How narrow was my own existence, I thought then, and how it continued to narrow by the day. But to go on dates with 86 different men is to gain as many windows on the world; it is to see one’s vast city and one’s vast self, if only for a few hours, through the eyes of a stranger one would never otherwise have met.
Take, for instance, Date No. 10, which found me at a Rhode Island pub on a February evening so brutally cold the authorities had advised us all to stay indoors. James was a boat builder, blonde and slight. We drank the espresso martinis he had ordered and argued about welfare; we talked of fathers.
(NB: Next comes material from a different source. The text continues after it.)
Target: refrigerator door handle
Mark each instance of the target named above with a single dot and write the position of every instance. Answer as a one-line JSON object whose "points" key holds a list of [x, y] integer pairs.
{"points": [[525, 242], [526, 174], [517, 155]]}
Later we decamped to his apartment, a flimsy, spartan place that nevertheless held the most exquisite furniture, tables he had inlaid with ash and birch and varnished till they gleamed. The heat failed in the middle of the night, and we clung to each other for warmth as his dog, Bruce, a German Shepard, curled and recurled at our feet. As it grew light, he asked me how I took my coffee and I said that I drank tea; he returned some time later with a Styrofoam cup from Dunkin’ Donuts and a dozen red roses he had bought at the gas station. It was, he told me, Valentine’s Day.
Multiply that evening’s curiosities by 86, and you’ll begin to grasp the potential of these soul-crushing apps. Thanks to Hinge and Bumble, I have dated German poets and Indian bankers, Australian contractors and Brazilian waiters. I’ve met United Nations diplomats and my favorite movie star’s ex-husband.